View on GitHub

NumPyNet

Neural Networks library in pure numpy

Route Layer

In the YOLOv3 model, the Route layer is usefull to bring finer grained features in from earlier in the network. This mean that its main function is to recover output from previous layer in the network and bring them forward, avoiding all the in-between processes. Moreover, it is able to recall more than one layer’s output, by concatenating them. In this case though, all Route layer’s input must have the same width and height. It’s role in a CNN is similar to what has alredy been described for the Shortcut layer.

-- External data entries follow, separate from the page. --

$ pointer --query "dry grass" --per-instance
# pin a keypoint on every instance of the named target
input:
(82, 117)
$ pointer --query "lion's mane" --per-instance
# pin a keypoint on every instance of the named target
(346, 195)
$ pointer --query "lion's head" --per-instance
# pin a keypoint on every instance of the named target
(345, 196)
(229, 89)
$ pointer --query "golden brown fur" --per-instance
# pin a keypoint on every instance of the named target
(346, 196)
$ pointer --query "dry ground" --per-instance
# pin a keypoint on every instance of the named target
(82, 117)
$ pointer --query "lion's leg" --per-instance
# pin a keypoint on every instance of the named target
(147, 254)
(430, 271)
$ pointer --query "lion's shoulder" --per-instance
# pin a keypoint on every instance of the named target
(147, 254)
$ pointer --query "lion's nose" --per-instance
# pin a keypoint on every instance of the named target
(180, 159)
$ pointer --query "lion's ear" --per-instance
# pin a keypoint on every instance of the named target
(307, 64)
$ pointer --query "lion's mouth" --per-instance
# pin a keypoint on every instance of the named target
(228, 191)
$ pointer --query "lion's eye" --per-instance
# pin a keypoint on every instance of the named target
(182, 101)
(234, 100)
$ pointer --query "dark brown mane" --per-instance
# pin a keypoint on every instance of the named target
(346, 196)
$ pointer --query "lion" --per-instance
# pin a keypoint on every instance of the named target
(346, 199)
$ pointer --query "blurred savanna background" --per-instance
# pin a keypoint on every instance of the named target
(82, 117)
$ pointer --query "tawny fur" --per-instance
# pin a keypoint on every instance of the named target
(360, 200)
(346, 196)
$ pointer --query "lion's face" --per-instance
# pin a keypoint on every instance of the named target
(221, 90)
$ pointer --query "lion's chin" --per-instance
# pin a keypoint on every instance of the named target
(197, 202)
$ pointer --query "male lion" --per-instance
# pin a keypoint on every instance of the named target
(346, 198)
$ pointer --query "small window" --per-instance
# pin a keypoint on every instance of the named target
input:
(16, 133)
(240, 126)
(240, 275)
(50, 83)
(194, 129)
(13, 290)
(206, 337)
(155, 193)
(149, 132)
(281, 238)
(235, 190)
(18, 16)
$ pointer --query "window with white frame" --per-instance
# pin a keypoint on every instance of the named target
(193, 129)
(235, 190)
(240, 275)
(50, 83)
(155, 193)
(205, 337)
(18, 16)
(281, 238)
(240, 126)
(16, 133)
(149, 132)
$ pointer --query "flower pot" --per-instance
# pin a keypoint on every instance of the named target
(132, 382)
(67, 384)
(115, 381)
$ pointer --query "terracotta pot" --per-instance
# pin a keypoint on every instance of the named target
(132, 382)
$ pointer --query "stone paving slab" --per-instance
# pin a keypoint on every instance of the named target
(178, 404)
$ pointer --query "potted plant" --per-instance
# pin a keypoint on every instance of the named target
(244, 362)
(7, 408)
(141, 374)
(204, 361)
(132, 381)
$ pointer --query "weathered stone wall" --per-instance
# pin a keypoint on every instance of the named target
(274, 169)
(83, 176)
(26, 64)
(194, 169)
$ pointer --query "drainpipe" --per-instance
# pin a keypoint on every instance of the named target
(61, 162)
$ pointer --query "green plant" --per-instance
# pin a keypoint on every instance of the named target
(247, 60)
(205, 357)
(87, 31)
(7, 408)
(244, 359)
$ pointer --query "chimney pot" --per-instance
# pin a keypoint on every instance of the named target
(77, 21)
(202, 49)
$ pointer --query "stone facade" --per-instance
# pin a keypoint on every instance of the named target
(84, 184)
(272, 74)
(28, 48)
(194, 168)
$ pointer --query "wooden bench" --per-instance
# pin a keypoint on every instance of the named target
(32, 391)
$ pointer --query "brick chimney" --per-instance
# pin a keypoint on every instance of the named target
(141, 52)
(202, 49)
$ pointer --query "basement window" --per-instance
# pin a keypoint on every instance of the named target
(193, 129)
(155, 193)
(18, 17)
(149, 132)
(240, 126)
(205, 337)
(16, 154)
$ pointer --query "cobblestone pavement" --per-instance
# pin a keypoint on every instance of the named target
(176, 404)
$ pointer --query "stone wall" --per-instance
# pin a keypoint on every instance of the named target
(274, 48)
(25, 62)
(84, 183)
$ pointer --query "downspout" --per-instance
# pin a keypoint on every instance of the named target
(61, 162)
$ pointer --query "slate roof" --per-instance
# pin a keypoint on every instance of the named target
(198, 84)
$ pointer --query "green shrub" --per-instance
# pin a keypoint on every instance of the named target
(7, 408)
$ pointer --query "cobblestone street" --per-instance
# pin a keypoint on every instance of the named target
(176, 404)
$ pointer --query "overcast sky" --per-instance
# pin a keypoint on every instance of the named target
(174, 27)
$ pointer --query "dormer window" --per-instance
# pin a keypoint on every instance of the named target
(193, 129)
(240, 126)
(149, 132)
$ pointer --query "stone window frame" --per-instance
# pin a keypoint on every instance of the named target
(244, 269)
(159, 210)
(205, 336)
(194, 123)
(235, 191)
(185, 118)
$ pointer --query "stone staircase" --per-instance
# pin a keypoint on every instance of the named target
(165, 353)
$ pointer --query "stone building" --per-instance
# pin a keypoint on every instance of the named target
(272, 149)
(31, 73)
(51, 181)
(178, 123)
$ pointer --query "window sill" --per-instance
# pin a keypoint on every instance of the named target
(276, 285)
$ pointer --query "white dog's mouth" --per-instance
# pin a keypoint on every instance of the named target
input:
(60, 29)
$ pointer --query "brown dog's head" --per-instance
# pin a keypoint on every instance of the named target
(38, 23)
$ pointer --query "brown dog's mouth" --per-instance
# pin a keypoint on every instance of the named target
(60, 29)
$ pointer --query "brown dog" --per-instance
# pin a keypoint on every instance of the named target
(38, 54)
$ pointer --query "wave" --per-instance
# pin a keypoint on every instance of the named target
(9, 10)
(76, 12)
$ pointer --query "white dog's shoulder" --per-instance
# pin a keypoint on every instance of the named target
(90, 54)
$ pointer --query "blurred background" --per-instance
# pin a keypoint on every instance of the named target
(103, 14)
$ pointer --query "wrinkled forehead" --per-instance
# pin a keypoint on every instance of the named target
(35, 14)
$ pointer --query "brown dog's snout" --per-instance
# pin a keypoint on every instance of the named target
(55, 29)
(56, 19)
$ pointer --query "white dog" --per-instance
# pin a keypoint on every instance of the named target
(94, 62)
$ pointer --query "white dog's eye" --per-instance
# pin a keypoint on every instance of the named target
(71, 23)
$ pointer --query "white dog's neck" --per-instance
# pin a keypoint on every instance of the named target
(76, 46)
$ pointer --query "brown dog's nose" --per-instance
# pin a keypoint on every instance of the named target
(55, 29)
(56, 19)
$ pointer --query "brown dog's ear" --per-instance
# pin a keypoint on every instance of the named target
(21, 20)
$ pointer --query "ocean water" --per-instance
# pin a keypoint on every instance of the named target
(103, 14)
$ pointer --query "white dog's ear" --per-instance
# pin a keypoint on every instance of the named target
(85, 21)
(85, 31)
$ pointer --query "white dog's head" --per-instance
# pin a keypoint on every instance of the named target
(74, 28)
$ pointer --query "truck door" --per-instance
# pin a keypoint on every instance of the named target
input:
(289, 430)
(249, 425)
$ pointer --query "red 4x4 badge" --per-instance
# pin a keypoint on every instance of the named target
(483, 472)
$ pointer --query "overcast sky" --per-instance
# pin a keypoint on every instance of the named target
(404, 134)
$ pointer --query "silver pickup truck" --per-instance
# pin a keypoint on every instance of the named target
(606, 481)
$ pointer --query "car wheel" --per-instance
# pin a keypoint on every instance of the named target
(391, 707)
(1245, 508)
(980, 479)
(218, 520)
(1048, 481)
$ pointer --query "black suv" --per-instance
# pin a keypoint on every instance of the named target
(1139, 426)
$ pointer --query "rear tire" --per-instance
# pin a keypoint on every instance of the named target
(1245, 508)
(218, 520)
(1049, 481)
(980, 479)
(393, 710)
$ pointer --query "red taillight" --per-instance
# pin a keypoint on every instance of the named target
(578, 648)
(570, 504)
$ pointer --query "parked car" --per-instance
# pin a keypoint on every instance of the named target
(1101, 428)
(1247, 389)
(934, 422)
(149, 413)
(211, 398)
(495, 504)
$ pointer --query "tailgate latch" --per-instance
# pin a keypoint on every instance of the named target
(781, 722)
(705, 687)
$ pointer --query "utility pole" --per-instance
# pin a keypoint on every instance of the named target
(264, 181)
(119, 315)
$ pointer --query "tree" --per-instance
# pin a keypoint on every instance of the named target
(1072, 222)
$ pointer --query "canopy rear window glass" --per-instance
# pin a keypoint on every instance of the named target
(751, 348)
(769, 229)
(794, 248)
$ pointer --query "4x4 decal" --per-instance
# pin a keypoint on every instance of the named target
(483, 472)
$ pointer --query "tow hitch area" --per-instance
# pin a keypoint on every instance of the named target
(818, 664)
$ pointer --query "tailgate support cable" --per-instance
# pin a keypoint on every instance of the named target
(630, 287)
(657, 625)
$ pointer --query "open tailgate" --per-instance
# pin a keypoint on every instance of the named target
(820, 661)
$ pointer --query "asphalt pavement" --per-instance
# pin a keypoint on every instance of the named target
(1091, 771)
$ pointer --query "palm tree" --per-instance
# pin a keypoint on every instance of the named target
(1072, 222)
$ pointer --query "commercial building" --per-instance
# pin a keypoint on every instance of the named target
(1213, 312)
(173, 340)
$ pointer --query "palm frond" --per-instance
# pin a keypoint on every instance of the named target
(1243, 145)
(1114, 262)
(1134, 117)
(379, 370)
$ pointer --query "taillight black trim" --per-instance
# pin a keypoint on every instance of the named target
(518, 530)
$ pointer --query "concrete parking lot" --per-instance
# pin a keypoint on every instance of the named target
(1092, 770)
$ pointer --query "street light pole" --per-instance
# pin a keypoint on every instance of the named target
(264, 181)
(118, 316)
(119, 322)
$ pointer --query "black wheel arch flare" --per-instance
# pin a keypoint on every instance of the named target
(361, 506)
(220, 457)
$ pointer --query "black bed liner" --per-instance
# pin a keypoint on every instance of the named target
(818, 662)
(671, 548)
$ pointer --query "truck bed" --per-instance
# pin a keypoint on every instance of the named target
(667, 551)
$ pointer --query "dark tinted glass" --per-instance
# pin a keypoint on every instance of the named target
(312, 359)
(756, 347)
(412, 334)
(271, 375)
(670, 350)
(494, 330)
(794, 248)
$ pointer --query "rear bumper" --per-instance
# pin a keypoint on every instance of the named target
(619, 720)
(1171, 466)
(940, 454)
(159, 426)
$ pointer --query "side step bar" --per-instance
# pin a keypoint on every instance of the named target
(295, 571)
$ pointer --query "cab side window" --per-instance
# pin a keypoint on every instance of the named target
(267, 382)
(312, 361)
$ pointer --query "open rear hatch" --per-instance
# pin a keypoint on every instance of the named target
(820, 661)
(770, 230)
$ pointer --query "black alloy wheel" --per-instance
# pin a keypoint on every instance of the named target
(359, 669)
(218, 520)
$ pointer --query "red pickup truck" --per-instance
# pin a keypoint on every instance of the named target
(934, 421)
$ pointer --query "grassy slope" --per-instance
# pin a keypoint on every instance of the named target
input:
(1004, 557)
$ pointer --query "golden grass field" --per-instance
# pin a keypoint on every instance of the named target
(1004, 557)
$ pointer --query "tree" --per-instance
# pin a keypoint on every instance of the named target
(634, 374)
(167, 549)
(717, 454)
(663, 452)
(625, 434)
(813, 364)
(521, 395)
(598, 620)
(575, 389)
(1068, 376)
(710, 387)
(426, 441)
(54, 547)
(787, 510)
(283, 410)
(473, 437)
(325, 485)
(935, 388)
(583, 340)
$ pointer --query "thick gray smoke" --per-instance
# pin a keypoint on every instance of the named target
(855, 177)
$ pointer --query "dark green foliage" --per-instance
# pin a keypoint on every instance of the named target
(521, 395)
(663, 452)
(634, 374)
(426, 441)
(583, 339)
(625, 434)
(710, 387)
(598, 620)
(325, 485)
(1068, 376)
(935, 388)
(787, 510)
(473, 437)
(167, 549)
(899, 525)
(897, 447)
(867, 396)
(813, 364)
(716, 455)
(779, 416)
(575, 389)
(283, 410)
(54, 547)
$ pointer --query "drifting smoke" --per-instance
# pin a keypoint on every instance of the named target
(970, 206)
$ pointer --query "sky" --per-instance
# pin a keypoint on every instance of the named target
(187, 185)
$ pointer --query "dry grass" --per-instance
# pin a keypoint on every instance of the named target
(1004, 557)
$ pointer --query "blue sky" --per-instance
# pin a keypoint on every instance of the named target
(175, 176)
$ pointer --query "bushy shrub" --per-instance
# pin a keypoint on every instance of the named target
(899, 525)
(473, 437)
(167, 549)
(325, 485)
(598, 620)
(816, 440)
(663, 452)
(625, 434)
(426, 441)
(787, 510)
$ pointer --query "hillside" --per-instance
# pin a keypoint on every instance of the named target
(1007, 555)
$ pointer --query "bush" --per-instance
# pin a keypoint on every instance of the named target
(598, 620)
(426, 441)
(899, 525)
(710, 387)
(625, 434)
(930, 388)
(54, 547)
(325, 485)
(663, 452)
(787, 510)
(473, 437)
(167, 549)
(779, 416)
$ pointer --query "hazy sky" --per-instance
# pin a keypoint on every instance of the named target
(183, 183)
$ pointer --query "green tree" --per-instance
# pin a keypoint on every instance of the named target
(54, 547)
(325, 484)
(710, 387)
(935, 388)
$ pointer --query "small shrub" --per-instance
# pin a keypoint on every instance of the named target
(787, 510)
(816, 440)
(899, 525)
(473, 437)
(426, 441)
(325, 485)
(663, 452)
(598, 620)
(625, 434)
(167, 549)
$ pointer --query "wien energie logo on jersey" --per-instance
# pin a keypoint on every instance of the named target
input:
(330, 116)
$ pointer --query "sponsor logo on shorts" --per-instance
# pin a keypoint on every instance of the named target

In the YOLOv3 applications, it’s always used to concatenate outputs by channels: let out1 = (batch, w, h, c1) and out2 = (batch, w, h, c2) be the two inputs of the Route layer, then the final output will be a tensor of shape (bacth, w, h, c1 + c2), as described here. On the other hand, the popular Machine Learning library Caffe, let the user chose, by the Concat Layer, if the concatenation must be performed channels or batch dimension, in a similar way as described above.

Our implementation is similar to Caffe, even though the applications will have more resamblance with YOLO models.

An example on how to instantiate a Route layer and use it is shown in the code below:


from NumPyNet.layers.route_layer import Route_layer
import numpy as np # the library is entirely based on numpy

from NumPyNet.network import Network

model = Network() # imagine that model is a CNN with 10 layers

 # [...] istantiation of model, via model.add or cgf file

# layer init
layer = Route_layer(inpt_layers=(3,6), by_channels=True)

# forward
layer.forward(network=model) # Assuming layer 3 and 6 have the same dimensios batch, width and height, the output will be (batch, w, h, c1 + c2)
output = layer.output

# backward
delta = np.random.uniform(low=0., high=1., size=layer.output.shape) # delta coming from next layers, ideally
layer.backward(delta=delta, network=model)

# now backward updates only the self.delta of layer 3 and 6 of model, there's no layer.delta, since is not needed

Of course, there are smarter ways of using this layer, as demostrated by YOLOv3. The parameter by_channels determines self.axis (if True is 3, else is 0), to perfmorm the correct concatenation.

In particular, those are the definitions of the forward and backward functions in NumPyNet:

def forward(self, network):
	'''
	Concatenate along chosen axis the outputs of selected network layers
	In main CNN applications, like YOLOv3, the concatenation happens channels wise

	Parameters:
		network : Network object type.
	'''

	self.output = np.concatenate([network[layer_idx] for layer_idx in self.input_layers], axis=self.axis)

Where self.input_layers is the list of indexes at which the chosen layers are located in the network (starting at 1, since 0 is always an Input Layer). As you can see, is a simple concatenation by the correct axis.

And this is the definition of backward:

def backward(self, delta, network):
	'''
	Sum self.delta to the correct layer delta on the network

	Parameters:
		delta  : 4-d numpy array, network delta to be backpropagated
		network: Network object type.
	'''

	if self.axis == 3:            # this works for concatenation by channels axis
		channels_sum = 0
		for idx in self.input_layers:
			channels = network[idx].out_shape[3]
			network[idx].delta += delta[:,:,:, channels_sum : channels_sum + channels]
			channels_sum += channels

	elif self.axis == 0:          # this works for concatenation by batch axis
		batch_sum = 0
		for idx in self.self.input_layers:
			batches = network[idx].out_shape[0]
			network[idx].delta += delta[batch_sum : batch_sum + batches,:,:,:]
			batch_sum += batches

in this case, self.delta of the correspoding layer is updated taking into consideration the dimensions: if the first layer has 3 channels, the only the first 3 channels of delta are passed to it.